BEREICH DER ERFINDUNG
Die vorliegende Erfindung bezieht sich auf ein Verfahren zum Navigieren
durch Fernsehprogramme, mit einem Schritt zum Wiedergeben einer Anzahl Fernsehprogramme
als ein Mosaik betreffender Subbilder an einem Wiedergabeschirm. Die vorliegende
Erfindung bezieht sich auch auf einen Fernsehempfänger mit Mosaikwiedergabemitteln
zum Wiedergeben einer Anzahl Fernsehprogramme als Mosaik betreffender Subbilder
an einem Wiedergabeschirm und auf einen Fernsehsender zum Übertragen von Signalen,
die es ermöglichen, dass der Fernsehempfänger das Verfahren durchführt.
HINTERGRUND DER ERFINDUNG
Ein bekanntes Verfahren zum Navigieren durch Fernsehprogramme ist
in WO 95/28794 beschrieben. Dieses Dokument
beschreibt einen Fernsehempfänger zum Wiedergeben eines Mosaik-Videosignals
mit einer Anzahl Subbildern, wobei jedes Subbild ein Signal einer Anzahl Videosignale
darstellt. Ein Benutzer bekommt dadurch die Möglichkeit, jedes Programm der
dargestellten Programme dadurch zu selektieren, dass er einfach auf das betreffende
Bild zeigt und klickt.
Neulich ist die Übertragung elektronischer Programmführer
(EPG) ein wichtiger Aspekt im Bereich des Fernsehend geworden. Ein EPG hilft dem
Zuschauer bei der Selektion aus einem großen Angebot von Fernsehprogrammen,
die zur Zeit ausgestrahlt werden, insbesondere seit digitale Fernsehübertragung
eine erwachsene Technologie geworden ist. Ein EPG bietet dem Benutzer die Möglichkeit,
eine Übersicht "Was gibt's" oder "Was kommt" zu erhalten und auf einfache Weise
ein interessantes Programm zu selektieren. Dazu sind Deskriptoren, die Eigenschaften
der Programme, wie schematische Sendedaten und Sendezeiten, Programmtypen (beispielsweise
Filme, Unterhaltung, Nachrichten, Sport, usw.), Bewertung usw. in den EPG untergebracht.
Herkömmliche EPG-Systeme transportieren die Programminformation
gemeinsam mit einem einzigen, meistens analogen, Fernsehsignal. Fernsehempfänger
geben die Information in Textform wieder, entweder allein oder als Überlagerung
über das aktuell selektierte Fernsehprogramm.
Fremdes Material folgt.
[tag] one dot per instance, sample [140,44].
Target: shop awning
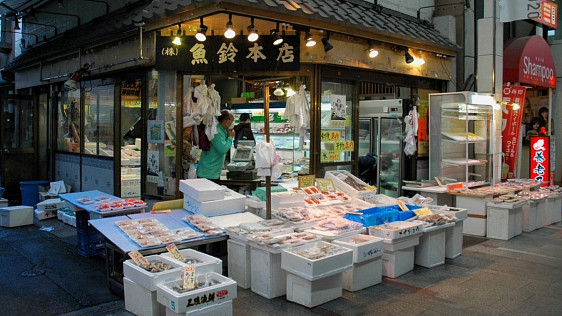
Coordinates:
[528,60]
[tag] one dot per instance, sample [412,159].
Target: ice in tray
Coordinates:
[316,260]
[211,288]
[396,230]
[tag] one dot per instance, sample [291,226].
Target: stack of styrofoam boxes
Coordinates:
[12,216]
[430,252]
[453,235]
[202,196]
[400,238]
[140,285]
[48,208]
[505,220]
[314,282]
[367,261]
[212,299]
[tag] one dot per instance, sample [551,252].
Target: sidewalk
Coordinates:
[44,275]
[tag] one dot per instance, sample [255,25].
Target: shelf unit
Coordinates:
[460,132]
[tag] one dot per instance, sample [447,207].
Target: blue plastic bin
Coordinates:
[30,192]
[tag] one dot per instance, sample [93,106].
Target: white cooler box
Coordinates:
[13,216]
[224,290]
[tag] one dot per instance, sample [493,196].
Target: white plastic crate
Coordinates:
[363,275]
[267,278]
[504,220]
[313,293]
[430,252]
[316,269]
[196,299]
[147,279]
[239,263]
[208,263]
[141,301]
[365,247]
[202,189]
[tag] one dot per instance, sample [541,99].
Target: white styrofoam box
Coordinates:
[430,252]
[239,262]
[50,205]
[365,247]
[453,240]
[12,216]
[220,309]
[397,263]
[319,268]
[232,202]
[363,275]
[141,301]
[313,293]
[503,219]
[202,189]
[41,214]
[396,230]
[196,299]
[147,279]
[208,263]
[267,278]
[338,177]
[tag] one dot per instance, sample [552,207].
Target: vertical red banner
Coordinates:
[539,162]
[511,127]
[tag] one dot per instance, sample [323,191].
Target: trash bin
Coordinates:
[30,192]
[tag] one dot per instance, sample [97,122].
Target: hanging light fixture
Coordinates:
[252,33]
[277,39]
[229,33]
[309,39]
[200,36]
[177,39]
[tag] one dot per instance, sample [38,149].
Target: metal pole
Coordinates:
[266,128]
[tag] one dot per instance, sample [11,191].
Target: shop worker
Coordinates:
[212,161]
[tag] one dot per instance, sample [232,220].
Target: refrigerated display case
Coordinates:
[460,129]
[380,133]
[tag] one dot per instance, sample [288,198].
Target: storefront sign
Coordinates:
[540,159]
[218,54]
[511,126]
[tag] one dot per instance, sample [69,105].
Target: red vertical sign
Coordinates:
[511,126]
[539,162]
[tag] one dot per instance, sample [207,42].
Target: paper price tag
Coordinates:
[174,252]
[138,258]
[189,277]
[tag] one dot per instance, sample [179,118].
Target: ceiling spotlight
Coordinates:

AUFGABE UND ZUSAMMENFASSUNG DER ERFINDUNG
Es ist nun u. a. eine Aufgabe der vorliegenden Erfindung, ein Verfahren
zum Navigieren durch Fernsehprogramme zu schaffen, das weiterhin die Bequemlichkeit
der Verwendung elektronischer Programmführer verbessert.
Dazu schafft die vorliegende Erfindung ein Verfahren zum Navigieren
durch Fernsehprogramme, wie in den beiliegenden Patentansprüchen beschrieben.
Ein Mosaikschirm ist eine interessante und benutzerfreundliche Schnittstelle
zum Selektieren eines Fernsehprogramms aus einer Vielzahl verfügbarer Programme.
Durch die vorliegende Erfindung wird erreicht, dass eine derartige Mosaikübersicht
nach wie vor wiedergegeben wird, wenn der Zuschauer wissen möchte, welcher
Fernsehkanal einen gewünschten Programmtyp, beispielsweise einen Film, sendet.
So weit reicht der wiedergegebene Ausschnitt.